Sneaky Sources Of Sugar In Your Diet

At their most basic level, sugars are edible crystalline substances produced from sugar cane, sugar beet and other substances that are interpreted by human taste buds as “sweet”. Most often, you’ll find sugars masquerading as “fructose,” “sucrose,” and “lactose” on food packaging labels. Although sugar tastes great, consuming too much of it can lead to a number of negative health effects, including weight gain and type II diabetes.

Unfortunately, many food manufacturers sneak sugar into places you’d never expect – so you’ll need to do some detective work to find these hidden sources of sugar in your diet. The most commonly used sugar for altering the flavor, texture, preservation, and mouth-feel of beverages and food is sucrose.

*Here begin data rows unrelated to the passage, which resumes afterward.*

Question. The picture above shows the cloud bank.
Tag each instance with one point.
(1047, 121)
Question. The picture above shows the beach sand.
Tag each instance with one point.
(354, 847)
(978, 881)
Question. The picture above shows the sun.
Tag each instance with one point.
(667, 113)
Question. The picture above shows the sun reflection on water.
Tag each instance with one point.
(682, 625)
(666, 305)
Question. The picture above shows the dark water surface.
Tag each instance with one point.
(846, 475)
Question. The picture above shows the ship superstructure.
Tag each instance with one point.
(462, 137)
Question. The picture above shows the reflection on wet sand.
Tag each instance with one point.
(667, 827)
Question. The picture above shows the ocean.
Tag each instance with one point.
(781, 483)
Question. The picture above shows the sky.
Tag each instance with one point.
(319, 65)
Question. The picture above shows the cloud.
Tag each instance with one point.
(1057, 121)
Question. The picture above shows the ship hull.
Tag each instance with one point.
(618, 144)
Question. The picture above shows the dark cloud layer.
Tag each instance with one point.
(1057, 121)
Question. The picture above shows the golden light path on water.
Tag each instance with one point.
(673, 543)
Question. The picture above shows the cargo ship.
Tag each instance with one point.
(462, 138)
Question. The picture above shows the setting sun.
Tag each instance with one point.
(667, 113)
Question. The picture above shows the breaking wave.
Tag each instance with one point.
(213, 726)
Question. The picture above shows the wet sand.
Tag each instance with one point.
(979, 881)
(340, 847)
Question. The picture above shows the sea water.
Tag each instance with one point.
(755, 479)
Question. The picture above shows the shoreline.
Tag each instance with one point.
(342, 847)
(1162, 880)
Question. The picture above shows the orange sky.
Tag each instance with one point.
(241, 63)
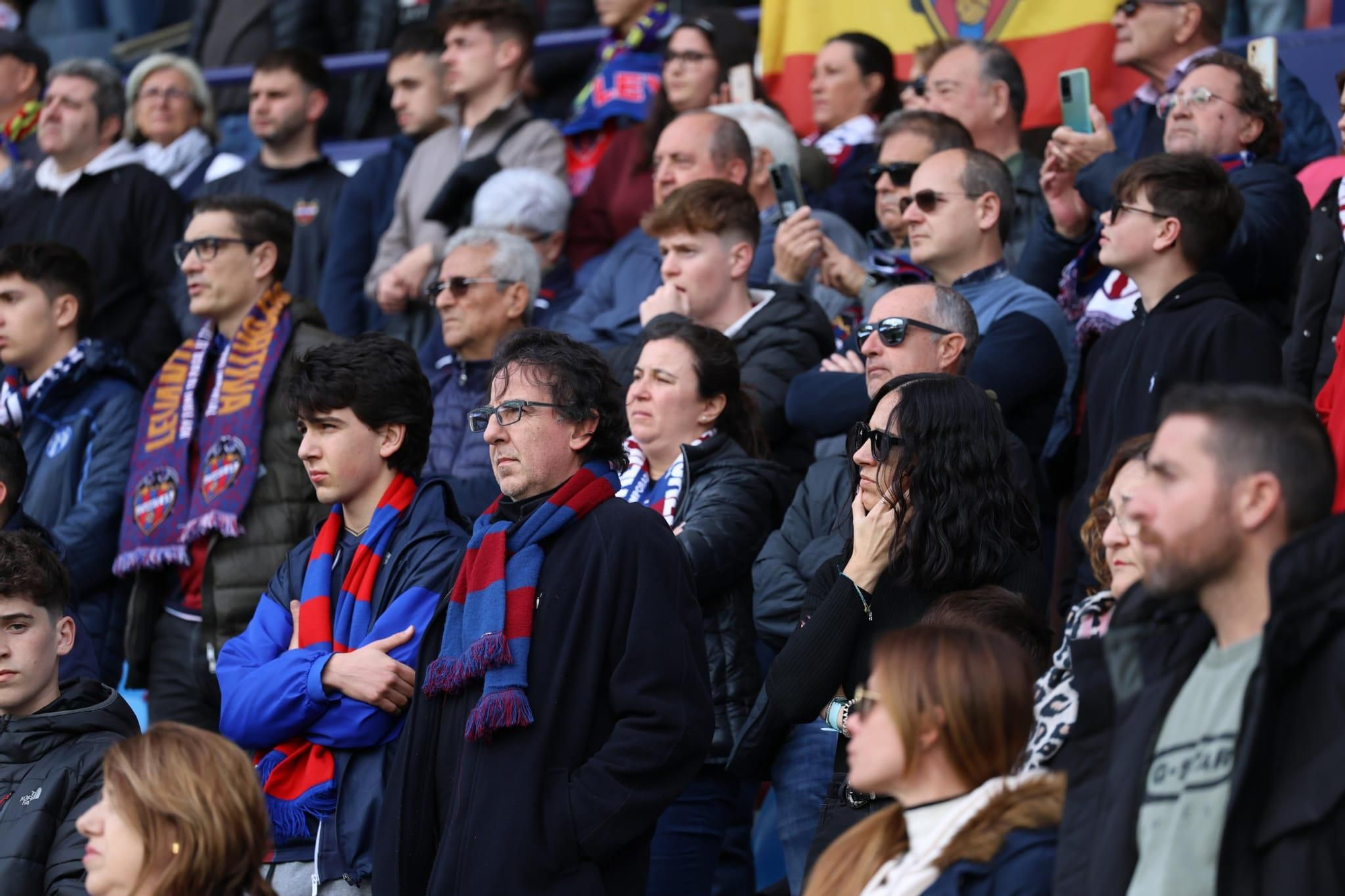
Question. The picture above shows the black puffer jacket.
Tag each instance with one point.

The following are some of the sneakiest sources of dietary sugar that might catch your interest:

Sports drinks like Gatorade are notorious for containing excess minerals, salts and glucose. That’s why these products are often marketed towards athletes – as they can help them to replenish their energy after hard workouts. But if you’re not an athlete, you don’t need these extra compounds, so check the label for the amount of sugar in the beverage or look for low sugar varieties before you buy.

So-called “low fat foods” may contain less fat per serving, but you’ll need to check the label to make sure you’re not trading the benefits of lower fat foods for extra sugar and salt. Manufacturers often increase sugar or artificial flavorings to compensate for the loss of flavor in the food when fat is removed.

Heavily sweetened breakfast cereals are definitely sneaky sources of sugar, as many contain more than 10 grams of sugar per serving. Check the label before you dish these out to members of your family in the morning.

Energy bars that are covered in chocolate, caramel or yogurt-flavored coatings are another common source of hidden sugars. To avoid getting a sugar high from your post-workout snack, look for bars that contain less than 12-15 grams of sugar per serving.

It’s no surprise that milkshakes and other sweetened beverages like milkshakes are loaded with sugars and calories, but did you know that fancy coffee drinks are equally as guilty? Instead of ordering that grande mocha caramel frappuccino, try a non-fat latte for your morning caffeine fix.

Fruit yogurts are often loaded with added sugar to help cut the sour taste of plain yogurt.

Asian vegetable bowls and teriyaki chicken dishes may have more than 3 teaspoons of sugar a piece. Asian pad thai noodles are an even bigger offender with over 7 teaspoons of sugar.

Sugar is an important and necessary part of any human diet, which makes it a surprisingly complex subject. Sugar, by itself, isn’t the culprit, because the body needs carbohydrates like sugar for energy. However, the real danger lies in the amount of added sugar that’s creeping into our diets through supersized portions, processed foods, and the intense marketing of super-sweet foods. These sugary foods – no matter what type of sugar is used – are redefining human taste preferences. Therefore, it’s important to be aware of sneaky sugar sources so that you can regulate your intake and reduce your chance of suffering from sugar-induced diseases like obesity and diabetes.